Interview

Finanzministerin Lagarde zu neuer Strategie "Die G20 müssen sich neu beweisen"

Stand: 18.02.2011 19:11 Uhr

Die G20-Gruppe steht weiter vor großen Herausforderungen. Unter dem Vorsitz Frankreichs beraten die Finanzminister und Notenbankchefs der wichtigsten Industrie- und Schwellenländer seit heute über ihre Strategie. Vorab sprach Michael Strempel für tagesschau.de mit Frankreichs Finanzministerin Christine Lagarde.

In Paris sind die G20-Finanzminister zusammengekommen, um über die Pläne für die kommenden Monate zu sprechen.

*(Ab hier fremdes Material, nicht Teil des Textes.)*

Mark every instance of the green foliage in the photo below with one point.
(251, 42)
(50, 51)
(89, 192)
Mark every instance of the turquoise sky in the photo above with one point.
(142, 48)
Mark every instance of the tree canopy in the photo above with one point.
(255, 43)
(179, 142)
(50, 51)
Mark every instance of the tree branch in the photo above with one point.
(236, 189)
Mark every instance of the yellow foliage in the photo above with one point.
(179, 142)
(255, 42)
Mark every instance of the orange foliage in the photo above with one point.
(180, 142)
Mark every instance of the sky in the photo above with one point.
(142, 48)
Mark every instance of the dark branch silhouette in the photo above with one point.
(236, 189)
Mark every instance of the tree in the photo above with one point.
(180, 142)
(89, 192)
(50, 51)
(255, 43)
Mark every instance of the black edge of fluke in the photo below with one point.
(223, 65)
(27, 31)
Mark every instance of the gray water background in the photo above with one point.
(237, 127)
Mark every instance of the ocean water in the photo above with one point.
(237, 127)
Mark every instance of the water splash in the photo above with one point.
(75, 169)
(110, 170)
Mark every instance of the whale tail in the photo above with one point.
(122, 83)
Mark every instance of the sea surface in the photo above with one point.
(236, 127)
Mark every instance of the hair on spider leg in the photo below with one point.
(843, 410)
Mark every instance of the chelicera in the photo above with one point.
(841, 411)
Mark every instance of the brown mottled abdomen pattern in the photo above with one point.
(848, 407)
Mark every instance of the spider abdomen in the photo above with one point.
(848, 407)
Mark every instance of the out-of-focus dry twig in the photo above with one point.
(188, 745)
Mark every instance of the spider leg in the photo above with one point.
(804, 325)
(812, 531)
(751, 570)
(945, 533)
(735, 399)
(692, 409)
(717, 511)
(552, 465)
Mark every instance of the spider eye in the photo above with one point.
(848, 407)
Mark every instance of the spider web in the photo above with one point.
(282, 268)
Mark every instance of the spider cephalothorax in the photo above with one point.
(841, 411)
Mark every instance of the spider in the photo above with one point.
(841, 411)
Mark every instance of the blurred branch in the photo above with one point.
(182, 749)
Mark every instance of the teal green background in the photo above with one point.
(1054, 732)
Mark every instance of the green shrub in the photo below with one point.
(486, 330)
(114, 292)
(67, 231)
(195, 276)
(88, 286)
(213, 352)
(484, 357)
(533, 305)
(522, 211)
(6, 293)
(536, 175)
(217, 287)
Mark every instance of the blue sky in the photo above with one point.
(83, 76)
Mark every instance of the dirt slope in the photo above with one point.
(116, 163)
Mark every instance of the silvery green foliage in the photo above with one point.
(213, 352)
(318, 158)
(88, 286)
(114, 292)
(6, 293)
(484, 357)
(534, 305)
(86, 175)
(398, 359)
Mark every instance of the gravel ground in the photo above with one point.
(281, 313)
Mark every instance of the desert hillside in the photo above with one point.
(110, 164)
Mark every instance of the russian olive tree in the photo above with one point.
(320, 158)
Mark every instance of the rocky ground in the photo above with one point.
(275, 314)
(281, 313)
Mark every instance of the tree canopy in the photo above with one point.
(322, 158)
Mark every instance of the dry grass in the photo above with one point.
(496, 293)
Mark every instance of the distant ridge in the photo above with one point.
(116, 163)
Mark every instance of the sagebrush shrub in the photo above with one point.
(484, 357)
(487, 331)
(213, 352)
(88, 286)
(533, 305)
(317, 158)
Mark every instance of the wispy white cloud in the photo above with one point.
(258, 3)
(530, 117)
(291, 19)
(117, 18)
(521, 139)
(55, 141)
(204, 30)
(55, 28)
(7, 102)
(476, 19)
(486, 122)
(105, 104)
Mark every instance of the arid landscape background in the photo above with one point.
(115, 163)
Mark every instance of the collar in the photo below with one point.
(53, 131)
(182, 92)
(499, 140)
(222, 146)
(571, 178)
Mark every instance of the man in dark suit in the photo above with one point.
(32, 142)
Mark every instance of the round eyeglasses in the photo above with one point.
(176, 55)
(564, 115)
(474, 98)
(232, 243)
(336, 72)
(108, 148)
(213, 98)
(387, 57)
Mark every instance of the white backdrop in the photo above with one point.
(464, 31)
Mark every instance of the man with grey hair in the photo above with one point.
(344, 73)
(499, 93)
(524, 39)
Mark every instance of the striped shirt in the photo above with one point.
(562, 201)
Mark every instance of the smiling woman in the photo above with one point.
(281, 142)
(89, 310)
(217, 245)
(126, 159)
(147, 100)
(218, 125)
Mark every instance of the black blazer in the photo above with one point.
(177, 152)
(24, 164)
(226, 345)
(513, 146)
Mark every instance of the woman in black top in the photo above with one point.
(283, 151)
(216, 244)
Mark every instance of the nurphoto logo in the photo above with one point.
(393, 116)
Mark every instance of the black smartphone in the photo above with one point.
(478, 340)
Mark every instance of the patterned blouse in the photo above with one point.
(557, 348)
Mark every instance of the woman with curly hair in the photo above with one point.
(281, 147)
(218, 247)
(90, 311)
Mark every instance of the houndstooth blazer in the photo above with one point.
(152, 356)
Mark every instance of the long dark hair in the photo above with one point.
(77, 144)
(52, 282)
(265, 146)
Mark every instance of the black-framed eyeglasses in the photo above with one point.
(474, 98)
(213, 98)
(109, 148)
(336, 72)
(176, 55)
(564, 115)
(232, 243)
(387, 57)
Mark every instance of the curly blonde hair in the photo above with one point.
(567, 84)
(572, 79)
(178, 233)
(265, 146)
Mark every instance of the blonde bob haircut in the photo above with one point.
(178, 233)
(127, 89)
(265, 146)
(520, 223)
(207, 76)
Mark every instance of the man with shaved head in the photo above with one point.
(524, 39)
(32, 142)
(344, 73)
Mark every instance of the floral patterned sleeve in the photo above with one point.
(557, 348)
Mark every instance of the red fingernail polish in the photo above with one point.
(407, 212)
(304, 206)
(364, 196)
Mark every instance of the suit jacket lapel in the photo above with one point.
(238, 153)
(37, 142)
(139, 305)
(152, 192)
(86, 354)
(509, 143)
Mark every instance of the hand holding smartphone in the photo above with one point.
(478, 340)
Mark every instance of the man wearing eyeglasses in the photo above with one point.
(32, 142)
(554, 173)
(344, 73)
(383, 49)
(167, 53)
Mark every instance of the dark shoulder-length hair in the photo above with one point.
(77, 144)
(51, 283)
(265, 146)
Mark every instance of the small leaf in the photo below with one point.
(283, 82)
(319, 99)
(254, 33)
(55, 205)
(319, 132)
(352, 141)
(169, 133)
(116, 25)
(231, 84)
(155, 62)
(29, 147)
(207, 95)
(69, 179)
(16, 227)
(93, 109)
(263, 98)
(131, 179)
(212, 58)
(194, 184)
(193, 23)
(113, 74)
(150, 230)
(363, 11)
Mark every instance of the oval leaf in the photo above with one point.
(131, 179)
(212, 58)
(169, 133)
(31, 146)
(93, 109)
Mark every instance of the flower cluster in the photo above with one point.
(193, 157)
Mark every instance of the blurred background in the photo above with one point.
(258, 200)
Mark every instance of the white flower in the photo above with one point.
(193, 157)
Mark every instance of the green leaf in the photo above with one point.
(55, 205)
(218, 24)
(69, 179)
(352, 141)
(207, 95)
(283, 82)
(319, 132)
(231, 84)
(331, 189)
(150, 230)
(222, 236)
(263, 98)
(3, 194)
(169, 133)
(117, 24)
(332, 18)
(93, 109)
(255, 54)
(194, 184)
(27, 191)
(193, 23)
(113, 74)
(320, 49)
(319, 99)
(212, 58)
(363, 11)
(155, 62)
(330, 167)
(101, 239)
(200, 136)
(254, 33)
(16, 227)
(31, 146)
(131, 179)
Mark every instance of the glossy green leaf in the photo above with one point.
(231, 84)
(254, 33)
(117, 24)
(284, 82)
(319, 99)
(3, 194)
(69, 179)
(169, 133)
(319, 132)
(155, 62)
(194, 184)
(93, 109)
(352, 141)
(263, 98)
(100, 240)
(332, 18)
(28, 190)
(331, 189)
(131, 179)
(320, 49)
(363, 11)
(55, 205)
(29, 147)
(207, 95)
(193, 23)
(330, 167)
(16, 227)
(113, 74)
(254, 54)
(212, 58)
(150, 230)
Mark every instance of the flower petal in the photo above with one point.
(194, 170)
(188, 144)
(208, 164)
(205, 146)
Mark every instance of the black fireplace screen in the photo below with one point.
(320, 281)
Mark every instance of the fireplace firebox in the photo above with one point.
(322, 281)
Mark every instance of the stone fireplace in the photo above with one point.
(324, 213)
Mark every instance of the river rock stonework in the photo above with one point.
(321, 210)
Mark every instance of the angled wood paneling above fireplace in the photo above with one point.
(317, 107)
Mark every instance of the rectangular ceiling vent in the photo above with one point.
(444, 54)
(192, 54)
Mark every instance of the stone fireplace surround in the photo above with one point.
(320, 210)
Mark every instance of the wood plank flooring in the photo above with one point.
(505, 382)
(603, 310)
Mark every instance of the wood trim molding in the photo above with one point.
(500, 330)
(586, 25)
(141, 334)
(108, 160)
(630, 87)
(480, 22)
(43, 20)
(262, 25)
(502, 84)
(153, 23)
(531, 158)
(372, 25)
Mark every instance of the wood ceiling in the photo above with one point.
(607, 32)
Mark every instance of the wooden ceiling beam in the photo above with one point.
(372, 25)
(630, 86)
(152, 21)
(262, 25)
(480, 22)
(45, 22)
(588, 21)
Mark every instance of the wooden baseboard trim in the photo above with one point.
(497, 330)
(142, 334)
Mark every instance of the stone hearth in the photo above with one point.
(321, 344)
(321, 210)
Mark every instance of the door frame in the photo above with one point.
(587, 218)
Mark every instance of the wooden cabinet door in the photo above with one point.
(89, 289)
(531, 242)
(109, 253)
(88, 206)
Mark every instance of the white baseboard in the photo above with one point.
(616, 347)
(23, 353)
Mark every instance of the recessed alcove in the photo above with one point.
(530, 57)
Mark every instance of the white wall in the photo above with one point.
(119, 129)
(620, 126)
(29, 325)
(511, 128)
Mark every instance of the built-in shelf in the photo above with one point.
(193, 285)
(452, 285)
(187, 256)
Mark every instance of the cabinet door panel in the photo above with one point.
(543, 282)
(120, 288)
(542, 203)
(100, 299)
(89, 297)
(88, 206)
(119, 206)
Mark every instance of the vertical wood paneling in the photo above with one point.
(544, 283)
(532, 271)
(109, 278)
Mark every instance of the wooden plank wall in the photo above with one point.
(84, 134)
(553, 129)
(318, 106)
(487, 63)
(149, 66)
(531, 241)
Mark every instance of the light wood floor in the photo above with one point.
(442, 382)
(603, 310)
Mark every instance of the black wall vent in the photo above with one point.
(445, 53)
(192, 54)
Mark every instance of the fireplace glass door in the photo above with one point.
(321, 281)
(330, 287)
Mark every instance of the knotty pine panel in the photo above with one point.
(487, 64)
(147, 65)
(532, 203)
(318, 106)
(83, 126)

Frankreichs Finanzministerin Christine Lagarde sagte im Gespräch mit tagesschau.de vorab, besonders in der Finanzkrise habe sich das Bündnis der G20 bewährt. In den vergangenen zwei Jahren sei es gelungen, gegen den Protektionismus zu kämpfen, das Wachstum anzukurbeln und das Finanzsystem zu erneuern und zu regulieren. Nun sei man dabei, aus der Krise herauszukommen. "Jetzt müssen die G20 den Beweis erbringen, dass sie weiterhin Probleme lösen können. Dann werden sie bestehen bleiben, andernfalls werden sie verschwinden", sagte Lagarde.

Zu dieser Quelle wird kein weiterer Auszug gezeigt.